Natürlich gibt es auch einige Wörter und Ausdrücke, die in einer wissenschaftlichen Arbeit nichts verloren haben:

  • “man”-Konstruktionen gelten als unpräzise, auch wenn sie eigentlich als gar nicht so unpassend erscheinen. Am besten nutzt du hier stattdessen neutrale Passivkonstruktionen.
  • Persönliche Fürwörter wie z. B. die Ich-Form eignen sich überhaupt nicht für wissenschaftliche Arbeiten. Stattdessen lässt sich das “Ich” gut durch “den/die Autor*in/Verfasser*in” ersetzen. So bleibt gleichzeitig deutlich, wer die Aussage tatsächlich trifft.
  • Füllwörter wie also, auch, doch, durchaus, eher, lediglich, offenbar, schließlich und viele weitere ziehen den Text unnötig in die Länge.
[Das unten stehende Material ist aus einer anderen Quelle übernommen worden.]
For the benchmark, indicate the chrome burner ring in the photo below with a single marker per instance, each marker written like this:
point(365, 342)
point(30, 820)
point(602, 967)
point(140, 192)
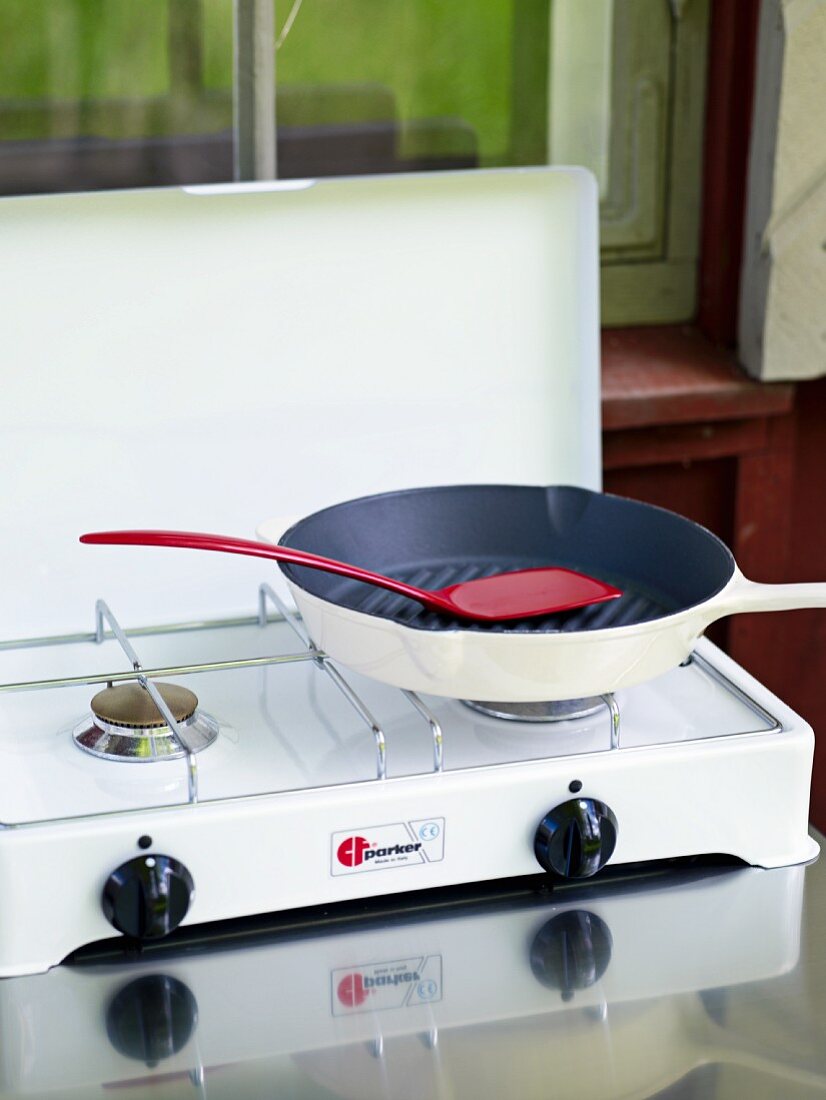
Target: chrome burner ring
point(566, 710)
point(131, 745)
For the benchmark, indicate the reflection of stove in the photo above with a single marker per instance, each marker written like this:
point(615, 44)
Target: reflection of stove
point(551, 711)
point(314, 788)
point(372, 1002)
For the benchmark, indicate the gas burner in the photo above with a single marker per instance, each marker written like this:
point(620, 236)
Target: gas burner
point(124, 724)
point(552, 711)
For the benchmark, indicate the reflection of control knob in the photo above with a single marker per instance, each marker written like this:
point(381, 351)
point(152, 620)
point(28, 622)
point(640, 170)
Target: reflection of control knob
point(147, 897)
point(576, 838)
point(151, 1018)
point(571, 952)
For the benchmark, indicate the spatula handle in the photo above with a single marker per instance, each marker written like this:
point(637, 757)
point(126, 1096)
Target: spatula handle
point(224, 543)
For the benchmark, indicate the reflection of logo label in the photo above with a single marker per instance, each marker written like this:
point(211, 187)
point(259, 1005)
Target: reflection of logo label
point(351, 991)
point(351, 851)
point(397, 983)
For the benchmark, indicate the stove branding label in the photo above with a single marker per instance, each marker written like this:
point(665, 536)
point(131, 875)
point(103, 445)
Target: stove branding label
point(380, 847)
point(394, 985)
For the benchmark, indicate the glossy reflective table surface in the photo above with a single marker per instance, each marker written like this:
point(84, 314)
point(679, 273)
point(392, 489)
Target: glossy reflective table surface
point(690, 980)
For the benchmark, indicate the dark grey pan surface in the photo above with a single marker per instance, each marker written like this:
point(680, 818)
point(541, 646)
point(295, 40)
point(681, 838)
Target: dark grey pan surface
point(434, 537)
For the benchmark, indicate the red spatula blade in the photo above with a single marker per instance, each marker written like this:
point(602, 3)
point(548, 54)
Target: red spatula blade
point(526, 593)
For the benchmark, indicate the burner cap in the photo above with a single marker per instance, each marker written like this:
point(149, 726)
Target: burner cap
point(132, 707)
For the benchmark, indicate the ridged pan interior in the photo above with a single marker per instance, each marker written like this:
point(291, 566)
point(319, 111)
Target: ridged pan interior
point(432, 538)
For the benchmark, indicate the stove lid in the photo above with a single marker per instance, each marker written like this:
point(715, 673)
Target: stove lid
point(210, 356)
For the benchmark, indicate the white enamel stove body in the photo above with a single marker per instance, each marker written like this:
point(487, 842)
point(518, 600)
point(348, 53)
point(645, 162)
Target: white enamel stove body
point(253, 845)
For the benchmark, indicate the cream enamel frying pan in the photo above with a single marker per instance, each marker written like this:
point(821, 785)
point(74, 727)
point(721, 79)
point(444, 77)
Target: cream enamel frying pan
point(676, 579)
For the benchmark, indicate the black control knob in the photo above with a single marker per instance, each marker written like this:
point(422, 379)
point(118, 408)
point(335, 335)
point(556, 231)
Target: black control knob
point(576, 838)
point(147, 897)
point(571, 952)
point(152, 1018)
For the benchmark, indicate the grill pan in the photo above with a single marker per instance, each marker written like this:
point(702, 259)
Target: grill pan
point(675, 575)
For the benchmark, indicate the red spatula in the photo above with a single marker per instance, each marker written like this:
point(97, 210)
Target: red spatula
point(518, 594)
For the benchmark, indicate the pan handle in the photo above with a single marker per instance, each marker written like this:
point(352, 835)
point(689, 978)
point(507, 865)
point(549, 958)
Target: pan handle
point(745, 595)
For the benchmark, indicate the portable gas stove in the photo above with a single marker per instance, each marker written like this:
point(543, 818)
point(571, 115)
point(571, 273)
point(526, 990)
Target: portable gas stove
point(274, 781)
point(283, 347)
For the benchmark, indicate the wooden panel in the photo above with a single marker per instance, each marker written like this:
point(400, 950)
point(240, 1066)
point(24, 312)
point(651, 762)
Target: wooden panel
point(672, 374)
point(728, 122)
point(653, 213)
point(684, 443)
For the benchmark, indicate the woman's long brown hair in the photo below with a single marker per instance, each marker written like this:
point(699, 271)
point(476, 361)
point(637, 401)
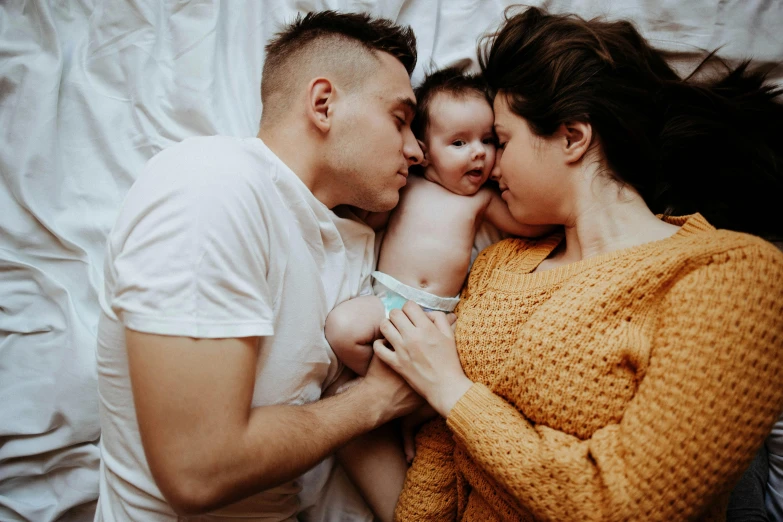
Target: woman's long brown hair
point(687, 145)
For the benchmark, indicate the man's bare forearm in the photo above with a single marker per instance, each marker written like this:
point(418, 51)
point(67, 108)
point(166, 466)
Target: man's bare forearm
point(375, 463)
point(277, 444)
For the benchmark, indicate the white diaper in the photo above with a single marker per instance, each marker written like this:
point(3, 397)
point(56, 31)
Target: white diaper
point(394, 294)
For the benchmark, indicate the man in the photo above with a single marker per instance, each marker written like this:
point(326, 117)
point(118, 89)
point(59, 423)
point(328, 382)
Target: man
point(223, 264)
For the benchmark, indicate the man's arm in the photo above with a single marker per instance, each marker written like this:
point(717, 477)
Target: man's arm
point(375, 463)
point(207, 447)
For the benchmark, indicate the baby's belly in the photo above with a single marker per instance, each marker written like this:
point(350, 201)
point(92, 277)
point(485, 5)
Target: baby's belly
point(439, 268)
Treten sie allzu gehäuft auf, erschweren sie zudem den Lesefluss der Arbeit.
  • Übertreibungen und bewertende Adjektive wie gut/schlecht, wichtig/unwichtig, einfach/schwer
  • schwammige Formulierungen

Inspiration suchen

Die Universität Gießen hat einen Leitfaden mit zahlreichen Formulierungsbeispielen erstellt. Es kann auch hilfreich sein, einige Arbeiten von Kommiliton*innen zu lesen und sich hier inspirieren zu lassen. Eine weitere Möglichkeit, um einen Text vor der Abgabe sprachlich und/oder inhaltlich zu überprüfen, ist ein wissenschaftliches Lektorat oder das Beauftragen eines Mustertextes. Am Ende macht Übung den Meister, um sich am Ende der Studienzeit einen eigenen wissenschaftlichen Schreibstil anzueignen.